In term of tools, neXtProt provides access to a simple BLAST (30) implementation and we are currently beta-testing a tool to analyze enrichment of lists of proteins in term of various categories of annotations such as GO terms, domains, subcellular locations, etc.
neXtProt provides export functionality, namely, the download of lists of protein entries as text or Excel files, the corresponding sequences in FASTA format and the complete set of annotations in XML. To cater the needs of the proteomics community, we are the first resource to have implemented export of sequences and annotations of PTMs and variants in the PEFF format (31) which has been developed in the context of the HUPO Proteomics Standards Initiative. Bulk download of the full complement of sequence and annotations is also available through our anonymous ftp site (ftp.nextprot.org). Through the ftp site, users can also download our CVs and our ontology for human anatomy.

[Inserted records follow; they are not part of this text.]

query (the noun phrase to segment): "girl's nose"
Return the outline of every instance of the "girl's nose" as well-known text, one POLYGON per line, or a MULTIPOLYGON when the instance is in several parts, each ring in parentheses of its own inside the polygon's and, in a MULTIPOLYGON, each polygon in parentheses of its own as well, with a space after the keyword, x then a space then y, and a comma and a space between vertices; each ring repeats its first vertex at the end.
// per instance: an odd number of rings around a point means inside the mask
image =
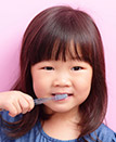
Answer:
POLYGON ((72 81, 70 81, 69 78, 66 78, 66 77, 57 77, 57 78, 54 79, 53 85, 55 87, 70 87, 72 81))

neXtProt's unique approach to data quality
Not all data published or available in public repositories are of the same quality. However, this fact has rarely been captured in databases, whose attitude is often that the user should be able to view all data to make a judgment on the reliability of the information s/he is presented with. This attitude tends to overwhelm the user with too much information, often making it simply impracticable to evaluate it; and requires that all users have expertise in all fields. In an attempt to overcome this problem, we are providing neXtProt users with a data integration philosophy based on a three-tier quality system:
Gold: highest quality data, corresponding to error rates of <1%.
Silver: good quality data, corresponding to error rates of <5%. Silver data are marked as such in the annotations.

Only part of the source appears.